Kathleen Ernst said...

Jess, I know just how you feel. Lots of people helped me along the way, and I definitely want to keep passing that vibe along. I usually don't agree to consider a blurb unless I know the person at least slightly. I also add a truthful caveat that I'm very busy and despite my best intentions, I might not be able to get to it.

At Malice 2010 a big name author I admire added another caution: reading a ms before publication can leave an author open to later accusations of plot-stealing, etc. This author tried to do someone a favor and later got sued, and although she was exonerated completely, it was not pleasant.

I like Terri's solution best of all. :>)

Robin Allen said...

Jess, you obviously don't want to blurb this book, so go with your gut. It's a moment of angst against a lifetime of regret. Like Lois said, it's your name and your reputation. Once it's printed, you can't take it back.


Jess Lourey said...

Haha--good recommendation, Darrell. I like it. :)
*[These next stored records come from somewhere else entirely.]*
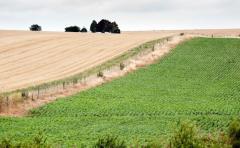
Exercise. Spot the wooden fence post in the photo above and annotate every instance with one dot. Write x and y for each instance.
(38, 93)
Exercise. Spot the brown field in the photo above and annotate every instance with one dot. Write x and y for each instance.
(32, 58)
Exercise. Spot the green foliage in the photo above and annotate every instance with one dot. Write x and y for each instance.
(39, 141)
(186, 136)
(195, 81)
(122, 66)
(100, 74)
(110, 142)
(234, 133)
(182, 34)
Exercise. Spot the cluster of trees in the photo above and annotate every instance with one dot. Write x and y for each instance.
(102, 26)
(35, 27)
(75, 29)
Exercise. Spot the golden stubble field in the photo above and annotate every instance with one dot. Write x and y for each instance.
(32, 58)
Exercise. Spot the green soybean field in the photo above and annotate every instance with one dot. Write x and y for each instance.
(198, 81)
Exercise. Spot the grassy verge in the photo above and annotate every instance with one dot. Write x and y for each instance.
(106, 65)
(197, 81)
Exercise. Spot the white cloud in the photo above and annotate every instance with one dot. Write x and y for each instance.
(131, 15)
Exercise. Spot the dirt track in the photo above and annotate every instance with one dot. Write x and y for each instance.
(32, 58)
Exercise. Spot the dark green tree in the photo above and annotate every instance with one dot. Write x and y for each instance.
(93, 26)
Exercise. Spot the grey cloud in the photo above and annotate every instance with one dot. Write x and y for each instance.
(131, 15)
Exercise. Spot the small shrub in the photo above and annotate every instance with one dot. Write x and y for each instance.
(186, 136)
(234, 133)
(182, 34)
(100, 74)
(110, 142)
(35, 27)
(25, 94)
(122, 66)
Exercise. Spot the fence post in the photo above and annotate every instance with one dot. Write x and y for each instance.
(32, 97)
(63, 85)
(38, 93)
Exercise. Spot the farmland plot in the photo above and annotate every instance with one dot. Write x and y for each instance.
(32, 58)
(198, 81)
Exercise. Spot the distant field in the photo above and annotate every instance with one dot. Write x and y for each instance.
(197, 81)
(32, 58)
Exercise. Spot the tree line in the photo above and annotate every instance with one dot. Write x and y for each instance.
(102, 26)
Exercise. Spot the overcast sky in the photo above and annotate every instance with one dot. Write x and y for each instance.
(55, 15)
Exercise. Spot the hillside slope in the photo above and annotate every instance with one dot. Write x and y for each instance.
(198, 81)
(32, 58)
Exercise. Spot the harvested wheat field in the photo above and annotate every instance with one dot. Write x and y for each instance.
(32, 58)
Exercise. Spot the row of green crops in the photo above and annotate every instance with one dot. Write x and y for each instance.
(197, 81)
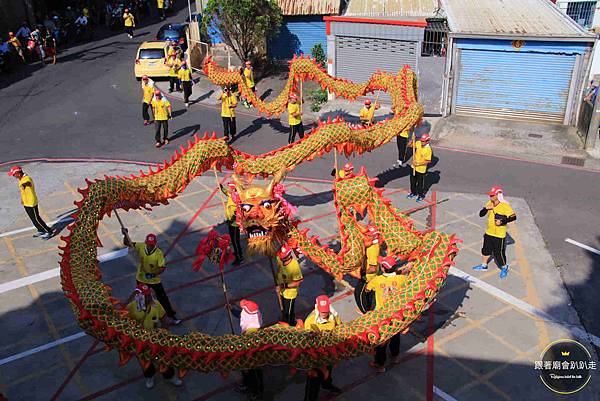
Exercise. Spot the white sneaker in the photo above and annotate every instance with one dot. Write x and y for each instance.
(150, 383)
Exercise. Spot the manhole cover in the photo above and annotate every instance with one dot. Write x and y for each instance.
(573, 161)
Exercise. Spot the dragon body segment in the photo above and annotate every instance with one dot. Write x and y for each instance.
(430, 252)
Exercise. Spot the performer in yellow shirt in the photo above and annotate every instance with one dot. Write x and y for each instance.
(421, 160)
(322, 318)
(185, 76)
(152, 265)
(367, 113)
(30, 202)
(228, 105)
(150, 313)
(129, 22)
(289, 278)
(494, 240)
(295, 118)
(384, 286)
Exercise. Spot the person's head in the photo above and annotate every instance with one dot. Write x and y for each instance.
(16, 171)
(388, 263)
(323, 306)
(285, 253)
(150, 241)
(495, 193)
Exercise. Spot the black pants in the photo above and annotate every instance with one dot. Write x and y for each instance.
(496, 247)
(187, 90)
(229, 127)
(174, 84)
(253, 381)
(401, 143)
(151, 371)
(365, 300)
(313, 384)
(165, 126)
(145, 111)
(417, 183)
(289, 315)
(34, 215)
(381, 351)
(296, 129)
(161, 296)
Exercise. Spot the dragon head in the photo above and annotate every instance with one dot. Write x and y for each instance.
(261, 213)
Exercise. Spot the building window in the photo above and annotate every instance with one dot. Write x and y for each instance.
(582, 12)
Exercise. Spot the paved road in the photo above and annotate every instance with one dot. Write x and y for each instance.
(88, 105)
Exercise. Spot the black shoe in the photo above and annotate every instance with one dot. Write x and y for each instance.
(333, 389)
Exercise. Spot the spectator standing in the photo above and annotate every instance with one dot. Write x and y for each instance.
(29, 200)
(129, 22)
(161, 109)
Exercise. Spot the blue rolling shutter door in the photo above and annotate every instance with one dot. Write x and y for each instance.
(517, 85)
(298, 36)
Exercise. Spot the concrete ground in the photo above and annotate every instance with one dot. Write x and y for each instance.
(478, 341)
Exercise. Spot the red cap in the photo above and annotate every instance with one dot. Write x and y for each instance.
(323, 304)
(284, 251)
(495, 190)
(14, 170)
(387, 262)
(248, 306)
(151, 239)
(143, 289)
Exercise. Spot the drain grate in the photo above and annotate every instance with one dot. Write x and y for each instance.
(572, 161)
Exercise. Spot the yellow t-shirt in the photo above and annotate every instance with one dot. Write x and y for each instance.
(503, 208)
(372, 255)
(366, 114)
(160, 109)
(249, 75)
(292, 109)
(310, 323)
(148, 92)
(174, 66)
(28, 195)
(148, 271)
(129, 19)
(422, 153)
(227, 101)
(15, 42)
(287, 274)
(384, 286)
(150, 319)
(185, 75)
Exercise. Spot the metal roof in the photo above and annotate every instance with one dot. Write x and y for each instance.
(392, 8)
(310, 7)
(510, 18)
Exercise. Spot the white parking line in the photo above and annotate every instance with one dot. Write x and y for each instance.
(48, 274)
(576, 331)
(584, 246)
(23, 230)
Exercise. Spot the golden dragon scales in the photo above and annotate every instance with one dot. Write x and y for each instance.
(430, 252)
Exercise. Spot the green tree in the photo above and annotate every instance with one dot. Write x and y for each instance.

Kathleen, I never even thought of that perspective. Jeez Louise. It's a tough world, isn't it? I'm glad I have everyone's helpful advice.

Alice Loweecey said...

Jess, what Robin said. Good luck.

Jess Lourey said...

Thanks, Alice! :)

Jessie Chandler said...

Great quandry that I'm not just reading, Jessie 1. I hope you figured out how to handle it in balance with how you feel about doing blurbs as a whole, and your gut instincts. YUCK! Terri...you love being the bad guy! BG!

Keith Raffel said...

Jess, I was going to send you that Groucho line but I see you already got it.